Hommage au Courage des Femmes Algériennes

Lors d'une commémoration des accords d'Evian, Anissa Boumédiène rend un vibrant hommage « à la femme algérienne qui, que ça plaise ou non, est la moitié du peuple algérien. Et qui a pris tant de risques, pendant la guerre, pour faire passer de l'argent ou des armes dans les couffins ». Elle déplore que « beaucoup d'archives algériennes de la révolution ne soient pas révélées. Elles montreraient que certains des nôtres ont manifesté un manque de cœur vis-à-vis des combattants algériens qui eux étaient des purs ».

Réaction et Critique

Les prises de position d'Anissa Boumédiène suscitent des réactions diverses. Elle a été critiquée pour ses propos sur Boualem Sansal, perçus comme un soutien à la répression de la liberté d'expression en Algérie.
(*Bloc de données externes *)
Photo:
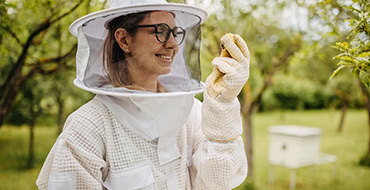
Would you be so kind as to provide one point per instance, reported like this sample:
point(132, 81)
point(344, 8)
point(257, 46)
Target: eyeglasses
point(163, 32)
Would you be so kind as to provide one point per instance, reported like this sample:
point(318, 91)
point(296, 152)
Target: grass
point(348, 146)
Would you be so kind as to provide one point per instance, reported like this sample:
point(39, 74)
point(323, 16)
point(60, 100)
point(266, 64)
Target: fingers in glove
point(242, 45)
point(236, 47)
point(230, 45)
point(225, 64)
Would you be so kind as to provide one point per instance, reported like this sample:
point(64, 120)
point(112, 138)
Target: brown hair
point(113, 55)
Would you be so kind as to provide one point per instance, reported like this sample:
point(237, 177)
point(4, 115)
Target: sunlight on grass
point(348, 146)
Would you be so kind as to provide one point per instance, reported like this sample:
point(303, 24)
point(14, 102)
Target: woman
point(144, 129)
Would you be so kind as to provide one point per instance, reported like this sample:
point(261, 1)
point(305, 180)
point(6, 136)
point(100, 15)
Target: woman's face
point(147, 56)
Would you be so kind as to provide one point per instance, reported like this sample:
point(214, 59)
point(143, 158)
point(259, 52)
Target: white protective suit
point(128, 139)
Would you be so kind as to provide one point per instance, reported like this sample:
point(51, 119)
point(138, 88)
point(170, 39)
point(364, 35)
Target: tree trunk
point(366, 93)
point(344, 111)
point(31, 145)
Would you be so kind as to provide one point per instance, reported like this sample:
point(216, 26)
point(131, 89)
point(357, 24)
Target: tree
point(271, 48)
point(355, 54)
point(28, 50)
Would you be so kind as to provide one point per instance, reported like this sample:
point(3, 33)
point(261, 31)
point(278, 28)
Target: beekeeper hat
point(94, 23)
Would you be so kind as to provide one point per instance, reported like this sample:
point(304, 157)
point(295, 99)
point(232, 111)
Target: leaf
point(363, 59)
point(345, 63)
point(343, 45)
point(340, 55)
point(364, 54)
point(365, 78)
point(346, 58)
point(336, 71)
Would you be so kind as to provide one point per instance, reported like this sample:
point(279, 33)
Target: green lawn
point(348, 146)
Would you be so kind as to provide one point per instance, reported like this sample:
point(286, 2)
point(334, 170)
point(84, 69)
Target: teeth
point(164, 57)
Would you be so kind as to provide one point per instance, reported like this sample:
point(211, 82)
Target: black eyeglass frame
point(171, 31)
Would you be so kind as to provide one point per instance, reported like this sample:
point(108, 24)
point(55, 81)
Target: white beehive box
point(294, 146)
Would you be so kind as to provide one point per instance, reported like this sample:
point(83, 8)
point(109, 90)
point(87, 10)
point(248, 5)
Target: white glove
point(231, 69)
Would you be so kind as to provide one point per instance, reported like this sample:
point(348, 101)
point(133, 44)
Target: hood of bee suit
point(152, 116)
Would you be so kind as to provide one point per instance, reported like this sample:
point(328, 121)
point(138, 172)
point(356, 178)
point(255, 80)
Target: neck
point(150, 85)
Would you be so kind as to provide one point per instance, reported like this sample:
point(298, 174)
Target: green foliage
point(13, 147)
point(356, 54)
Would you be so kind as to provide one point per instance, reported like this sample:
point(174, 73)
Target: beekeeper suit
point(131, 139)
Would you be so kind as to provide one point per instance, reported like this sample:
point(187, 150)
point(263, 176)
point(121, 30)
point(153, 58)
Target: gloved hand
point(231, 69)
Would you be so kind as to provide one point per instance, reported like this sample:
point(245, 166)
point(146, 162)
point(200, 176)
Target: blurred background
point(309, 67)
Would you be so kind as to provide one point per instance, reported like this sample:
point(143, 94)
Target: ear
point(123, 39)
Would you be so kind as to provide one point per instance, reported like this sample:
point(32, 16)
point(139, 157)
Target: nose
point(171, 42)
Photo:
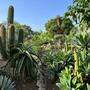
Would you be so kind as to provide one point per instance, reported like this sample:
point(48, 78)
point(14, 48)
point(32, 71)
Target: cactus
point(20, 36)
point(11, 35)
point(10, 44)
point(3, 40)
point(10, 18)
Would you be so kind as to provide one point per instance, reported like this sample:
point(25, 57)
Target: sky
point(34, 12)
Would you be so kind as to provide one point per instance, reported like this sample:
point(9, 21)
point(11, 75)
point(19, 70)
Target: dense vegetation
point(61, 54)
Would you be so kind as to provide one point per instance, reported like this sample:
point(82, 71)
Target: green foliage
point(66, 25)
point(26, 29)
point(24, 63)
point(6, 83)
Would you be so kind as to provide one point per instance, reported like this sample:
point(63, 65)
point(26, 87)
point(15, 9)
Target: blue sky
point(34, 12)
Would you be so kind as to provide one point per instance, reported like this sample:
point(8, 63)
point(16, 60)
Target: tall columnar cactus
point(10, 18)
point(11, 35)
point(58, 20)
point(10, 44)
point(3, 40)
point(3, 35)
point(20, 36)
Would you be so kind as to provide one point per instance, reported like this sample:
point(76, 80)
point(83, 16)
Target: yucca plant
point(24, 63)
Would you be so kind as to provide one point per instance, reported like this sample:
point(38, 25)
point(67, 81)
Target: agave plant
point(24, 63)
point(6, 83)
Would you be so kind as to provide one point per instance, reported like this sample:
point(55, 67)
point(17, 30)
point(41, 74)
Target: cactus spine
point(11, 36)
point(20, 36)
point(3, 40)
point(10, 18)
point(11, 33)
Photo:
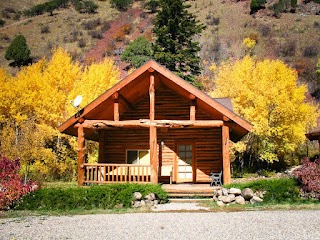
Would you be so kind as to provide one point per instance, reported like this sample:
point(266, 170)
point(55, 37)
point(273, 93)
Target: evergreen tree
point(18, 51)
point(174, 47)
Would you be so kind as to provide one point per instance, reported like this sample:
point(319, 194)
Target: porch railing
point(113, 173)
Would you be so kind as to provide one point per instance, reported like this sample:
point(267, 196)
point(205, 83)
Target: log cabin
point(153, 126)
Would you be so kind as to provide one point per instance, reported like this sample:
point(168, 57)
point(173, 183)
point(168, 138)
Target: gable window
point(138, 156)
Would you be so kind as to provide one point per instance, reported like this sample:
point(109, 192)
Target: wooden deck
point(189, 190)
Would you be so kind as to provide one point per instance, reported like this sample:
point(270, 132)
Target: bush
point(45, 29)
point(18, 51)
point(310, 51)
point(138, 52)
point(281, 190)
point(104, 197)
point(11, 186)
point(121, 5)
point(2, 22)
point(309, 176)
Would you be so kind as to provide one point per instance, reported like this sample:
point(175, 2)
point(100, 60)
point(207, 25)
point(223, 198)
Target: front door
point(184, 163)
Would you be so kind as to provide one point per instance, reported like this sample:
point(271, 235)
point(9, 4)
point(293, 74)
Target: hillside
point(292, 37)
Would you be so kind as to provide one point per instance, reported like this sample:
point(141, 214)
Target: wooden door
point(184, 163)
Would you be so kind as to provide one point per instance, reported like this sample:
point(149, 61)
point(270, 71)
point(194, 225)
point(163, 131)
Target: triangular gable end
point(135, 86)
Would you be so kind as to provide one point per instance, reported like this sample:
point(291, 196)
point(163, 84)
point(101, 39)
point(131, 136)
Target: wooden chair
point(216, 179)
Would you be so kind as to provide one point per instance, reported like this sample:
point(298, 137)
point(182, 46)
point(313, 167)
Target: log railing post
point(226, 155)
point(153, 132)
point(81, 155)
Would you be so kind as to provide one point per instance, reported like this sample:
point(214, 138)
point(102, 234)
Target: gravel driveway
point(191, 225)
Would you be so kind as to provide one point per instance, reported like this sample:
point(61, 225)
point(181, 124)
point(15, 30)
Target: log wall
point(207, 142)
point(168, 106)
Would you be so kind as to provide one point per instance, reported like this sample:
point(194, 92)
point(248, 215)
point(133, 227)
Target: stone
point(255, 199)
point(220, 198)
point(219, 192)
point(228, 199)
point(224, 192)
point(137, 196)
point(235, 191)
point(240, 200)
point(220, 204)
point(247, 193)
point(150, 197)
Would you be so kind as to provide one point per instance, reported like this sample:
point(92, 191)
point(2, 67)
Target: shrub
point(91, 24)
point(309, 176)
point(11, 186)
point(18, 51)
point(152, 5)
point(45, 29)
point(310, 51)
point(121, 5)
point(138, 52)
point(281, 190)
point(2, 22)
point(105, 197)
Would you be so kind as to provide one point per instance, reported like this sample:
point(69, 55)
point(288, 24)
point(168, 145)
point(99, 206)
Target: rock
point(137, 204)
point(224, 192)
point(240, 200)
point(255, 199)
point(235, 191)
point(260, 194)
point(220, 198)
point(220, 203)
point(247, 193)
point(150, 197)
point(228, 199)
point(137, 196)
point(219, 192)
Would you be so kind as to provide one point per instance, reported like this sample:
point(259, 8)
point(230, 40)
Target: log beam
point(81, 155)
point(146, 123)
point(193, 110)
point(226, 155)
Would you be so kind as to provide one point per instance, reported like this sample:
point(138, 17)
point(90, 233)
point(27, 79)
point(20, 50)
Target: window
point(138, 157)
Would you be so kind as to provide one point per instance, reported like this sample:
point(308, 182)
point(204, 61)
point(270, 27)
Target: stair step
point(190, 194)
point(187, 200)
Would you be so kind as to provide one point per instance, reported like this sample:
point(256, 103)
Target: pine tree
point(174, 47)
point(18, 51)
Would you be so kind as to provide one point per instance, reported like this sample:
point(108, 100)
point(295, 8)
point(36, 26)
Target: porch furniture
point(216, 179)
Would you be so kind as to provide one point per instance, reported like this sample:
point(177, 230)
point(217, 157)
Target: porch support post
point(226, 155)
point(81, 155)
point(153, 132)
point(116, 106)
point(193, 110)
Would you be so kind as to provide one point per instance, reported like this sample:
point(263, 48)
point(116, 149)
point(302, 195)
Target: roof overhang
point(136, 85)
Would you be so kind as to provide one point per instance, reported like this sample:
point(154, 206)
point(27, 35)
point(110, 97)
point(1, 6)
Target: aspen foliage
point(37, 100)
point(267, 94)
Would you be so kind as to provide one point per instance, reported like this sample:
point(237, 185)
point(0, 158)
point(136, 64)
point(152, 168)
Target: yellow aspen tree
point(267, 94)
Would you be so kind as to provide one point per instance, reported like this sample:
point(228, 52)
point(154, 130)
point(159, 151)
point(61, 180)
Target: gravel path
point(207, 225)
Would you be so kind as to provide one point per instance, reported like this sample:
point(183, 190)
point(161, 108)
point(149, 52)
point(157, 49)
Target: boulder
point(240, 200)
point(224, 192)
point(220, 204)
point(235, 191)
point(150, 197)
point(255, 199)
point(137, 196)
point(247, 193)
point(228, 199)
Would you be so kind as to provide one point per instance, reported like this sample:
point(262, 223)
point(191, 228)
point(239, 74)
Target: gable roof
point(136, 85)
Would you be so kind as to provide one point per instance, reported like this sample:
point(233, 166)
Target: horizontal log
point(145, 123)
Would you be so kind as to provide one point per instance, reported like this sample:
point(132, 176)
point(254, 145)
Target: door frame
point(175, 165)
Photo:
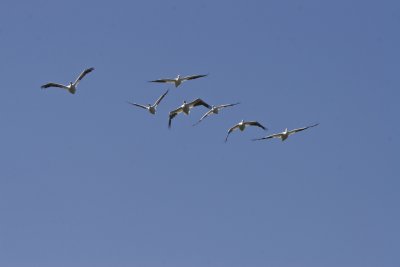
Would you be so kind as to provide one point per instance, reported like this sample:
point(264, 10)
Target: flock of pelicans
point(186, 107)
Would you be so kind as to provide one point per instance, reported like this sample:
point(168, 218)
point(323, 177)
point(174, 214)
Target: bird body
point(71, 87)
point(151, 108)
point(285, 134)
point(185, 108)
point(214, 110)
point(242, 126)
point(178, 80)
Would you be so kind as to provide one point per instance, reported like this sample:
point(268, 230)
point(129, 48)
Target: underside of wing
point(83, 74)
point(163, 81)
point(160, 98)
point(192, 77)
point(172, 115)
point(302, 129)
point(256, 123)
point(228, 105)
point(269, 137)
point(199, 102)
point(137, 105)
point(47, 85)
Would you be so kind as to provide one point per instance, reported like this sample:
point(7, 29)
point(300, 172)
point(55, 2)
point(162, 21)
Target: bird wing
point(231, 130)
point(199, 102)
point(160, 98)
point(301, 129)
point(163, 81)
point(172, 115)
point(279, 135)
point(255, 123)
point(192, 77)
point(227, 105)
point(83, 74)
point(138, 105)
point(204, 116)
point(47, 85)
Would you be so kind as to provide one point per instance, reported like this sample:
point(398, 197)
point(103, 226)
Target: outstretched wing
point(137, 105)
point(301, 129)
point(255, 123)
point(199, 102)
point(192, 77)
point(279, 135)
point(83, 74)
point(231, 130)
point(227, 105)
point(47, 85)
point(160, 98)
point(163, 81)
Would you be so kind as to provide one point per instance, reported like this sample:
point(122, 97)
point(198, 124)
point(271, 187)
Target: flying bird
point(178, 80)
point(185, 108)
point(151, 108)
point(242, 125)
point(214, 110)
point(71, 87)
point(285, 134)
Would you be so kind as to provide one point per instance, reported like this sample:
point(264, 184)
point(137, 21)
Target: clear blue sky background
point(88, 180)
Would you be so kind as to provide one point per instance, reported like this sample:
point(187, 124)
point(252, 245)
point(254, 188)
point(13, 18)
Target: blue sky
point(88, 180)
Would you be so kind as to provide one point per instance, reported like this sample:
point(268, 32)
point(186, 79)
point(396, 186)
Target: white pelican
point(185, 108)
point(214, 110)
point(151, 108)
point(285, 134)
point(242, 125)
point(71, 87)
point(178, 80)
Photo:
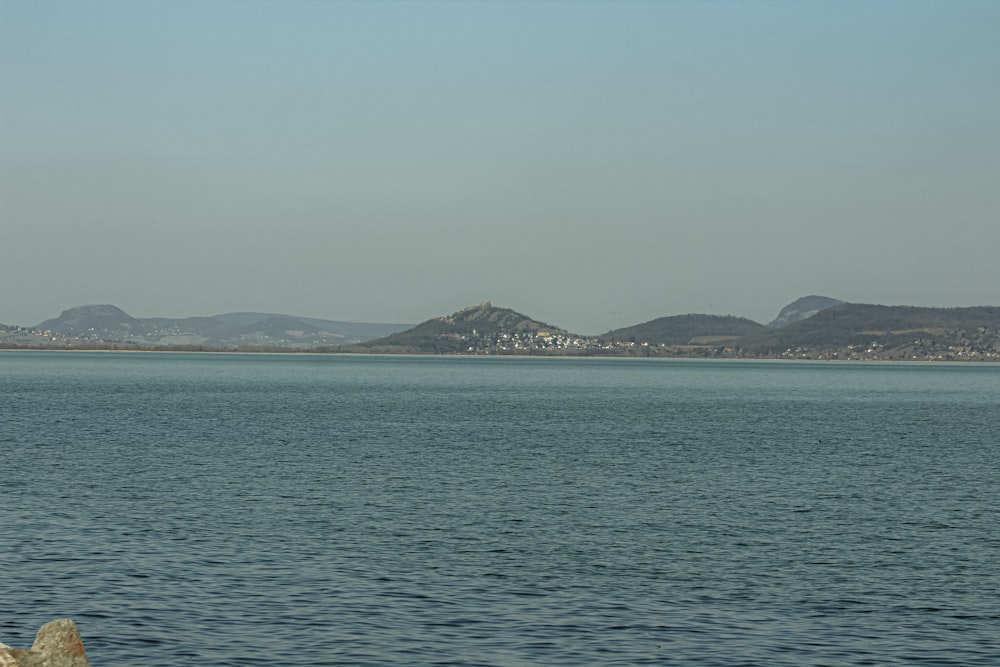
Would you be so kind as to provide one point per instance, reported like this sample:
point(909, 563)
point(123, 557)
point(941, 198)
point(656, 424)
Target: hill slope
point(801, 309)
point(686, 330)
point(107, 323)
point(901, 328)
point(481, 328)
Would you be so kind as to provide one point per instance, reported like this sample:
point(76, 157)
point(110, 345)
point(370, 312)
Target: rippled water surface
point(348, 510)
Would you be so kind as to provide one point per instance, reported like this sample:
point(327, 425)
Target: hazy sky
point(590, 164)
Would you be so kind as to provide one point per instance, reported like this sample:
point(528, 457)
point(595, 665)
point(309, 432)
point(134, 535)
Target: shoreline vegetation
point(811, 328)
point(638, 352)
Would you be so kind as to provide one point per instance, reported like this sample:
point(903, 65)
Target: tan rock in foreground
point(57, 644)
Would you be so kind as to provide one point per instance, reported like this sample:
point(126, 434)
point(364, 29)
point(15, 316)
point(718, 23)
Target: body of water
point(224, 509)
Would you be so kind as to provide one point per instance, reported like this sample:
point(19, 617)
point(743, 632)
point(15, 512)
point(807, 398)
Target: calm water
point(347, 510)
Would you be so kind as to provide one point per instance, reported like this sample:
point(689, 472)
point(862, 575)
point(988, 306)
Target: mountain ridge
point(813, 328)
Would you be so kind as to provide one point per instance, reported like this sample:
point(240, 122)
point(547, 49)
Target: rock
point(57, 644)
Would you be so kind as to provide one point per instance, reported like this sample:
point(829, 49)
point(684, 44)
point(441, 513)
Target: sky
point(590, 164)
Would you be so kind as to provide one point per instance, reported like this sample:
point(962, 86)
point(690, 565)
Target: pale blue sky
point(591, 164)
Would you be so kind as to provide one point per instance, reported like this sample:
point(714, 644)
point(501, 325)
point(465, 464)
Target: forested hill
point(473, 327)
point(902, 328)
point(687, 330)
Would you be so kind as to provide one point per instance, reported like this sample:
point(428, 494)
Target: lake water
point(224, 509)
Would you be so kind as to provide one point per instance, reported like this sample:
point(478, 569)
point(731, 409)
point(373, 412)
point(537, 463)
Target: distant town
point(814, 327)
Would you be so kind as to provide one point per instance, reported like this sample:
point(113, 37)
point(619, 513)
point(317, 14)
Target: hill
point(687, 330)
point(104, 323)
point(801, 309)
point(892, 331)
point(482, 329)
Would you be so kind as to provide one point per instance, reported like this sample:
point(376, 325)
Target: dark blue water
point(348, 510)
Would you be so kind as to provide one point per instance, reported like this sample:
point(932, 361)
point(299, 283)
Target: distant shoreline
point(547, 355)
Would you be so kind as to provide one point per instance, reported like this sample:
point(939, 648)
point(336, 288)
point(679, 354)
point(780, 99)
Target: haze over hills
point(111, 324)
point(810, 328)
point(687, 330)
point(479, 327)
point(802, 308)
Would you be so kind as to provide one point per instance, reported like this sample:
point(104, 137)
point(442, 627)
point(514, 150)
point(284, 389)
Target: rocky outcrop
point(57, 644)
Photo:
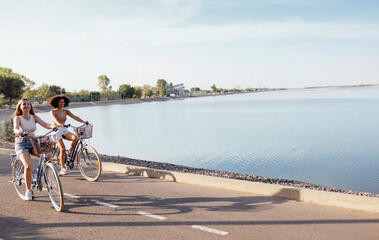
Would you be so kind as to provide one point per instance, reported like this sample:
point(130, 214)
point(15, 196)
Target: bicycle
point(41, 145)
point(88, 159)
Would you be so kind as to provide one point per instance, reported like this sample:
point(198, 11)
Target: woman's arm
point(43, 123)
point(75, 117)
point(55, 119)
point(17, 130)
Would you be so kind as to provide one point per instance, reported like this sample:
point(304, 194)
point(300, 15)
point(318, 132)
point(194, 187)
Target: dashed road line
point(71, 195)
point(107, 204)
point(152, 215)
point(211, 230)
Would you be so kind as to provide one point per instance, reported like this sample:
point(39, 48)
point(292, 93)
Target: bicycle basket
point(44, 144)
point(84, 132)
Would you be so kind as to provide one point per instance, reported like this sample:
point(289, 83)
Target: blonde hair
point(18, 111)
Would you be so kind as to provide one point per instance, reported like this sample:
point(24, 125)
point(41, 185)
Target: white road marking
point(152, 215)
point(211, 230)
point(71, 195)
point(107, 204)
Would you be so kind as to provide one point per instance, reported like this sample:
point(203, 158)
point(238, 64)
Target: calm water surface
point(328, 137)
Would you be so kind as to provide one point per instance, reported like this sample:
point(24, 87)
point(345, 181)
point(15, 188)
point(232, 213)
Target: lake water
point(323, 136)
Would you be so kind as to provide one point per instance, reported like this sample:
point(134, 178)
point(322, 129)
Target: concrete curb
point(354, 202)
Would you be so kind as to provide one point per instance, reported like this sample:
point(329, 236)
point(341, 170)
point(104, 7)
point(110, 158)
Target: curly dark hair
point(53, 101)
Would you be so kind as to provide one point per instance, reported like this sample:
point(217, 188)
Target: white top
point(28, 125)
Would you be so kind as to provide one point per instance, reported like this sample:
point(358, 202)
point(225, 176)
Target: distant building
point(175, 91)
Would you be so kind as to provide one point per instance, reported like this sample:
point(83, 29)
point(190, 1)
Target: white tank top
point(28, 125)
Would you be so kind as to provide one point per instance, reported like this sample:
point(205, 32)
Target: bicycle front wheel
point(54, 187)
point(89, 163)
point(18, 177)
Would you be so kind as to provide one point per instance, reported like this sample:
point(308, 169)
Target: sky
point(229, 43)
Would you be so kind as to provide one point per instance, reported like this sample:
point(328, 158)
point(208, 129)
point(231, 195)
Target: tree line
point(14, 86)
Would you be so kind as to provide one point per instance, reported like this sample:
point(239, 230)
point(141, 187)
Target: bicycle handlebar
point(69, 125)
point(25, 134)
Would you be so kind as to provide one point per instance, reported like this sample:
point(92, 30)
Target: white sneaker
point(63, 171)
point(28, 195)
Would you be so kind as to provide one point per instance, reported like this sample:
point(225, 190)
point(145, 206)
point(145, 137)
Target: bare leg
point(28, 168)
point(62, 152)
point(73, 138)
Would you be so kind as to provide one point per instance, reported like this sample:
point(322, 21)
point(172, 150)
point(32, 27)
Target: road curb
point(341, 200)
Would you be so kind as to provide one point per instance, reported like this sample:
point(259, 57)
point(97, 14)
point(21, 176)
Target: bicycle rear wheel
point(54, 187)
point(89, 163)
point(18, 177)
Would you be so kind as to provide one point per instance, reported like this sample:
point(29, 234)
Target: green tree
point(126, 91)
point(103, 83)
point(137, 92)
point(214, 88)
point(195, 89)
point(161, 86)
point(11, 84)
point(95, 96)
point(44, 92)
point(56, 90)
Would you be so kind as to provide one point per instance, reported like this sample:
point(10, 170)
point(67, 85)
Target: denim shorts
point(62, 131)
point(22, 145)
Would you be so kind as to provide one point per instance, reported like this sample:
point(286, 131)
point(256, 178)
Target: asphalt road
point(119, 206)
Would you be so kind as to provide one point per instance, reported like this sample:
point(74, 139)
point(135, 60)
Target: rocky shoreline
point(214, 173)
point(6, 113)
point(223, 174)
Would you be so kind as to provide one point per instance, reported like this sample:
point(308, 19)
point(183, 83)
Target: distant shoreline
point(8, 112)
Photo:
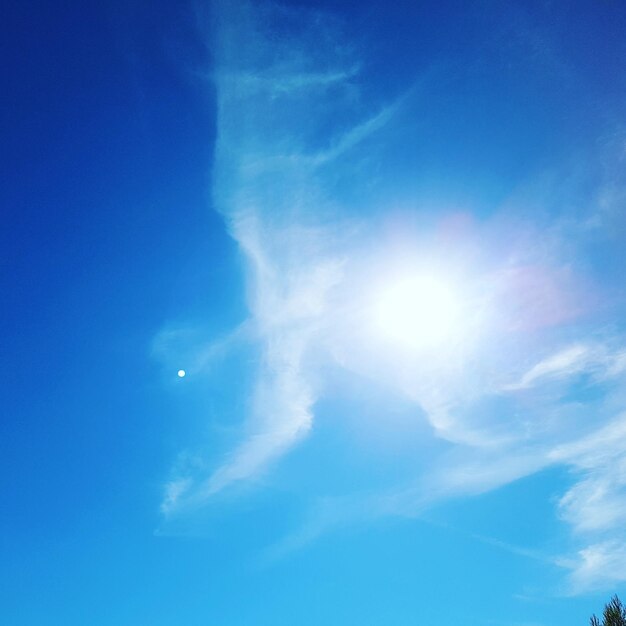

L’avocat Bouzida lui répond par une lettre ouverte, critiquant son article paru dans le quotidien El Watan. Il lui reproche de donner une leçon de déontologie aux journalistes et de cracher sur les tombes de deux héros de la révolution. Il remet en question son rôle pendant la révolution et son influence en tant que Première dame.

Distinctions et Reconnaissance

Malgré les controverses, Anissa Boumédiène est reconnue pour son engagement en faveur du dialogue, de la réconciliation et de la paix. Elle est invitée à témoigner à l'occasion du cinquantième anniversaire des accords d'Evian.